The statement today: "The projects invited to apply are well aligned with the TIFIA statutory selection criteria. The invitation to apply does not guarantee that the project will receive assistance. The Department will evaluate each project to determine its creditworthiness and negotiate acceptable terms for providing credit support."

Biggest surprise is Gerald Desmond Bridge - no tolls

The most surprising recipient is the Gerald Desmond Bridge which has no identifiable revenue stream to support $500m of loans being taken out to support it. And nothing but the dubious financial condition of the state of California to back it!

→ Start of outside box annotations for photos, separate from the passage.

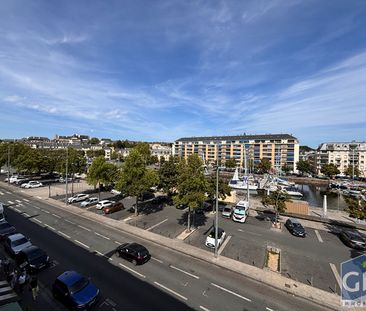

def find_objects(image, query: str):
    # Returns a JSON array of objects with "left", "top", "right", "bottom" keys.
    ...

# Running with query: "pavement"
[{"left": 0, "top": 185, "right": 346, "bottom": 310}]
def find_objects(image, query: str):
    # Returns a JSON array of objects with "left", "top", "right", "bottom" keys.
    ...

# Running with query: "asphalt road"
[{"left": 0, "top": 187, "right": 332, "bottom": 311}]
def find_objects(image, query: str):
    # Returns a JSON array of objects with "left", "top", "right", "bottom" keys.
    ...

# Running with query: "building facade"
[
  {"left": 173, "top": 134, "right": 299, "bottom": 172},
  {"left": 316, "top": 141, "right": 366, "bottom": 177}
]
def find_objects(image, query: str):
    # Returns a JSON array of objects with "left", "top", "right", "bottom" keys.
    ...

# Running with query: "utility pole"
[
  {"left": 65, "top": 146, "right": 69, "bottom": 205},
  {"left": 215, "top": 144, "right": 219, "bottom": 258}
]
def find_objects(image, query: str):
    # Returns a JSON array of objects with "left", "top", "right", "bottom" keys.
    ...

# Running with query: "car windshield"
[
  {"left": 70, "top": 277, "right": 89, "bottom": 294},
  {"left": 11, "top": 238, "right": 28, "bottom": 247}
]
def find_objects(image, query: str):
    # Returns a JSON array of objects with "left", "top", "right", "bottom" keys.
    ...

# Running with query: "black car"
[
  {"left": 15, "top": 245, "right": 50, "bottom": 272},
  {"left": 339, "top": 230, "right": 366, "bottom": 250},
  {"left": 285, "top": 218, "right": 306, "bottom": 238},
  {"left": 0, "top": 221, "right": 16, "bottom": 240},
  {"left": 116, "top": 243, "right": 151, "bottom": 265}
]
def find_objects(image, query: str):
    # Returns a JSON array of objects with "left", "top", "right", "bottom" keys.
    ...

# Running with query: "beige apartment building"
[
  {"left": 316, "top": 141, "right": 366, "bottom": 177},
  {"left": 173, "top": 134, "right": 299, "bottom": 172}
]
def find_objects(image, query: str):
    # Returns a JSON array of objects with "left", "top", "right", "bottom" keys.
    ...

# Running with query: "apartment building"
[
  {"left": 173, "top": 134, "right": 299, "bottom": 172},
  {"left": 316, "top": 141, "right": 366, "bottom": 177}
]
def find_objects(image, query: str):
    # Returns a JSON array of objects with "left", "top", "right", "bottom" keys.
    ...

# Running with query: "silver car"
[{"left": 4, "top": 233, "right": 32, "bottom": 256}]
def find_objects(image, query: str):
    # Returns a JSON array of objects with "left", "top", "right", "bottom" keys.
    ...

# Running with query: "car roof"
[
  {"left": 57, "top": 271, "right": 83, "bottom": 286},
  {"left": 8, "top": 233, "right": 25, "bottom": 241}
]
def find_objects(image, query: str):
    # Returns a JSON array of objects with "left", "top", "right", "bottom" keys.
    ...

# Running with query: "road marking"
[
  {"left": 74, "top": 240, "right": 90, "bottom": 248},
  {"left": 170, "top": 266, "right": 200, "bottom": 280},
  {"left": 218, "top": 235, "right": 231, "bottom": 255},
  {"left": 314, "top": 229, "right": 323, "bottom": 243},
  {"left": 211, "top": 283, "right": 252, "bottom": 302},
  {"left": 78, "top": 225, "right": 91, "bottom": 231},
  {"left": 146, "top": 218, "right": 168, "bottom": 231},
  {"left": 151, "top": 257, "right": 163, "bottom": 263},
  {"left": 94, "top": 231, "right": 110, "bottom": 240},
  {"left": 57, "top": 231, "right": 71, "bottom": 239},
  {"left": 154, "top": 282, "right": 188, "bottom": 300},
  {"left": 119, "top": 263, "right": 146, "bottom": 278},
  {"left": 329, "top": 262, "right": 342, "bottom": 288}
]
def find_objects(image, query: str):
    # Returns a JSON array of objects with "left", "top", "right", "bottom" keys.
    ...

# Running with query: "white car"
[
  {"left": 20, "top": 180, "right": 43, "bottom": 189},
  {"left": 67, "top": 193, "right": 89, "bottom": 203},
  {"left": 96, "top": 200, "right": 115, "bottom": 209},
  {"left": 80, "top": 197, "right": 98, "bottom": 207},
  {"left": 205, "top": 228, "right": 226, "bottom": 248}
]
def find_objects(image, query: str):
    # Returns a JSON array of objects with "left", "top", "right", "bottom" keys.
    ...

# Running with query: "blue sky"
[{"left": 0, "top": 0, "right": 366, "bottom": 147}]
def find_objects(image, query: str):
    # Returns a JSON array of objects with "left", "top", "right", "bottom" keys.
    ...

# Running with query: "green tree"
[
  {"left": 117, "top": 147, "right": 159, "bottom": 216},
  {"left": 296, "top": 160, "right": 312, "bottom": 175},
  {"left": 257, "top": 158, "right": 272, "bottom": 174},
  {"left": 225, "top": 158, "right": 236, "bottom": 168},
  {"left": 173, "top": 154, "right": 207, "bottom": 231},
  {"left": 344, "top": 165, "right": 360, "bottom": 177},
  {"left": 159, "top": 156, "right": 178, "bottom": 196},
  {"left": 320, "top": 163, "right": 340, "bottom": 177}
]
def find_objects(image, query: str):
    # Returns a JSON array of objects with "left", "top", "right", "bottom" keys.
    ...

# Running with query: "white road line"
[
  {"left": 94, "top": 231, "right": 110, "bottom": 240},
  {"left": 74, "top": 240, "right": 90, "bottom": 249},
  {"left": 78, "top": 225, "right": 91, "bottom": 231},
  {"left": 329, "top": 262, "right": 342, "bottom": 288},
  {"left": 146, "top": 218, "right": 168, "bottom": 231},
  {"left": 314, "top": 229, "right": 324, "bottom": 243},
  {"left": 170, "top": 266, "right": 200, "bottom": 280},
  {"left": 218, "top": 235, "right": 231, "bottom": 255},
  {"left": 154, "top": 282, "right": 188, "bottom": 300},
  {"left": 151, "top": 257, "right": 163, "bottom": 263},
  {"left": 57, "top": 231, "right": 71, "bottom": 239},
  {"left": 119, "top": 263, "right": 146, "bottom": 278},
  {"left": 211, "top": 283, "right": 252, "bottom": 302}
]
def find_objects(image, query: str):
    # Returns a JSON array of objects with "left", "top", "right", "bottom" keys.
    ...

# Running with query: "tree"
[
  {"left": 296, "top": 160, "right": 312, "bottom": 175},
  {"left": 344, "top": 165, "right": 360, "bottom": 177},
  {"left": 159, "top": 156, "right": 178, "bottom": 196},
  {"left": 173, "top": 154, "right": 207, "bottom": 231},
  {"left": 257, "top": 158, "right": 272, "bottom": 174},
  {"left": 320, "top": 163, "right": 340, "bottom": 177},
  {"left": 225, "top": 158, "right": 236, "bottom": 168},
  {"left": 117, "top": 147, "right": 158, "bottom": 216}
]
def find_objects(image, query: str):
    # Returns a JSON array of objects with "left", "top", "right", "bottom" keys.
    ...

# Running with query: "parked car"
[
  {"left": 15, "top": 245, "right": 50, "bottom": 273},
  {"left": 285, "top": 218, "right": 306, "bottom": 238},
  {"left": 205, "top": 228, "right": 226, "bottom": 248},
  {"left": 80, "top": 197, "right": 98, "bottom": 207},
  {"left": 103, "top": 202, "right": 125, "bottom": 214},
  {"left": 116, "top": 243, "right": 151, "bottom": 265},
  {"left": 339, "top": 229, "right": 366, "bottom": 250},
  {"left": 0, "top": 220, "right": 17, "bottom": 240},
  {"left": 20, "top": 180, "right": 43, "bottom": 189},
  {"left": 67, "top": 193, "right": 89, "bottom": 203},
  {"left": 4, "top": 233, "right": 32, "bottom": 256},
  {"left": 52, "top": 271, "right": 99, "bottom": 310},
  {"left": 222, "top": 205, "right": 233, "bottom": 218},
  {"left": 96, "top": 200, "right": 115, "bottom": 209}
]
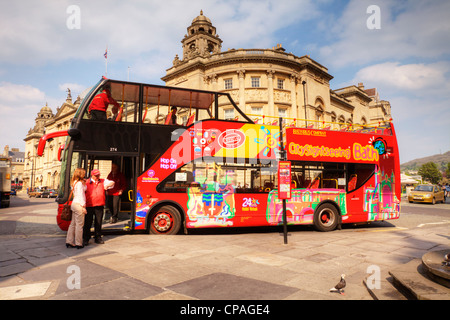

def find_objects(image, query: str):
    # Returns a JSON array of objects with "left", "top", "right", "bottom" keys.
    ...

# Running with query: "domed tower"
[
  {"left": 34, "top": 104, "right": 53, "bottom": 133},
  {"left": 181, "top": 11, "right": 222, "bottom": 60}
]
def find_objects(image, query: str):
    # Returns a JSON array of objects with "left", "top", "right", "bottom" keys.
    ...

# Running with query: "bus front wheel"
[
  {"left": 150, "top": 206, "right": 181, "bottom": 234},
  {"left": 314, "top": 203, "right": 339, "bottom": 232}
]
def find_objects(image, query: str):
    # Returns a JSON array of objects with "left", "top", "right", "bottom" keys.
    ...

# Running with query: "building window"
[
  {"left": 277, "top": 79, "right": 284, "bottom": 90},
  {"left": 224, "top": 109, "right": 234, "bottom": 120},
  {"left": 278, "top": 108, "right": 287, "bottom": 118},
  {"left": 224, "top": 79, "right": 233, "bottom": 90},
  {"left": 252, "top": 77, "right": 260, "bottom": 88}
]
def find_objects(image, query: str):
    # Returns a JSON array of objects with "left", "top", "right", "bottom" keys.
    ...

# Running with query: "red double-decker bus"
[{"left": 38, "top": 79, "right": 400, "bottom": 234}]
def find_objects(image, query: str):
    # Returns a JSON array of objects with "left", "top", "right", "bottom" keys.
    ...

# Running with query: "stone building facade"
[
  {"left": 162, "top": 12, "right": 391, "bottom": 128},
  {"left": 23, "top": 12, "right": 391, "bottom": 188},
  {"left": 23, "top": 90, "right": 81, "bottom": 189}
]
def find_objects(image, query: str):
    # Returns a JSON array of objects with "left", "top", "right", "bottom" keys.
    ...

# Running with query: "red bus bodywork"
[{"left": 135, "top": 120, "right": 401, "bottom": 230}]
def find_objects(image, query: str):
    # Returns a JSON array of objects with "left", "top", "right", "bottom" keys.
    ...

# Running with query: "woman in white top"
[{"left": 66, "top": 168, "right": 86, "bottom": 249}]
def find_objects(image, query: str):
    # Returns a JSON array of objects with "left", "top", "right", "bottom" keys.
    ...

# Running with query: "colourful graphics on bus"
[{"left": 135, "top": 120, "right": 400, "bottom": 230}]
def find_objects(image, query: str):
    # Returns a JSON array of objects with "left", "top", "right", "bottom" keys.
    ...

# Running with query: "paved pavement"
[{"left": 0, "top": 191, "right": 450, "bottom": 306}]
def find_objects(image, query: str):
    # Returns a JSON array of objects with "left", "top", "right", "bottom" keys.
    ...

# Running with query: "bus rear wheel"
[
  {"left": 150, "top": 206, "right": 181, "bottom": 234},
  {"left": 314, "top": 203, "right": 339, "bottom": 232}
]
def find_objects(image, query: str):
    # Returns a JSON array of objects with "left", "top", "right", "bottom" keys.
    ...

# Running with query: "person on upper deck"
[{"left": 89, "top": 84, "right": 120, "bottom": 120}]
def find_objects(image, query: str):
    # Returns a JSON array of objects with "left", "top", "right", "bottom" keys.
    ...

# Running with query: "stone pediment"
[{"left": 54, "top": 102, "right": 77, "bottom": 120}]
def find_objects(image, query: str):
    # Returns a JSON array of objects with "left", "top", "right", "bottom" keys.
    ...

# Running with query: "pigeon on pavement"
[{"left": 330, "top": 274, "right": 346, "bottom": 294}]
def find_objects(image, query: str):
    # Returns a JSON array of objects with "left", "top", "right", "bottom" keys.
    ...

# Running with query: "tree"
[{"left": 418, "top": 162, "right": 442, "bottom": 183}]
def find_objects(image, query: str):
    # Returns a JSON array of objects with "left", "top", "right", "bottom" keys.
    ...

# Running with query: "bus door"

The Gerald Desmond Bridge is a $950m 6-lane cable stayed bridge at the port of Long Beach that is designed to replace a 1968 4-lane thru-arch truss bridge. As in the case of the Bayonne Bridge NY the old bridge deck is 160ft, 48m over the water - too low to accommodate the largest new container ships, so the replacement span deck will be over 200ft, 63m high. The Desmond bridge carries an average 68k vehicles/day (18m/yr) which 6 lanes will accommodate more comfortably. The bridge has a main span of 415ft, 120m.

Located at the end of I-710 it is a link in a 4-mile, 7km east-west expressway standard route between Long Beach through Terminal Island, heart of the ports of Los Angeles and Long Beach - and San Pedro at the southern end of I-110. The Vincent Thomas Bridge carries the route over the western channel to the ports.

Together the ports of Los Angeles and Long Beach are by far the largest container port in the United States and generate major freight rail and truck traffic north up I-110 and I-710.

Of interest are the projects the Feds are declining to grant TIFIA credit assistance at this time:

- Loop1604 San Antonio

- TX550 Cameron Co TX

- MoPac Austin TX

- Dominion Blvd, Chesapeake VA

- Streetcars, Kansas City MO

- DART orange rail Dallas TX

- DE/US301

- FL/I-75 HOT Lanes Broward Co

- Gold Line metro LA, CA

- Ohio River Bridges Louisville KY/IN

- Knik Arm Bridge, Alaska

- Dulles Rail, northern VA

-Tappan Zee Bridge, NY State Thruway

- Garden Parkway Gaston Connector, Charlottte NC

- Mid Currituck Bridge, Outer Banks NC

- TX/I-35E HOT lanes Dallas TX

- Pod Train,  San Diego CA

- Otay Mesa interchange San Diego CA

- CA85 HOT lanes Santa Clara Co CA

- Columbia River Bridges WA

The 26 letters of interest sought over $13b in federal credit assistance under TIFIA for projects costing $36b.

The five selected in a kind of short-listing involve projects costing $4,872m and request credit assistance of $1,625m.

TIFIA assistance includes direct loans on better terms than available in the market, conditions of the loans that carry heavy risk and relieve other investors of risk, and various kinds of assurance of backing.

Because demand for the TIFIA loans exceeds money available the USDOT is doing sequential solicitations. Projects not invited in one round to go forward can reapply in future solicitations.

VA/I-95 HOTL:

http://www.dot.gov/affairs/2012/dot4412d.html

N Tarrant Dallas TX:

http://www.dot.gov/affairs/2012/dot4412e.html

Gerald Desmond Bridge Long Beach CA:

http://www.dot.gov/affairs/2012/dot4412a.html

CA91XLs extension:

http://www.dot.gov/affairs/2012/dot4412b.html

CO36 toll lanes/BRT:

http://www.dot.gov/affairs/2012/dot4412c.html

news release

http://www.fhwa.dot.gov/ipd/tifia/news/#five%22

http://www.fhwa.dot.gov/ipd/tifia/letters_interest_applications/letters_...

COMMENT: something rotten is going on with the short-listing of the Gerald Desmond Bridge ahead of a bunch of toll projects. That bridge has no identified income stream to support its debt. Over half its debt will be funded by "state highway and transportation bonds." And this is a project that absolutely could have been financed with tolls. Traffic on its four lanes averages 68k/day - Detroit DRIC enthusiasts note that number - and at $950m the cost of the 6-lane replacement is reasonable. The failure to toll such a project is a reminder of California as Lala Land.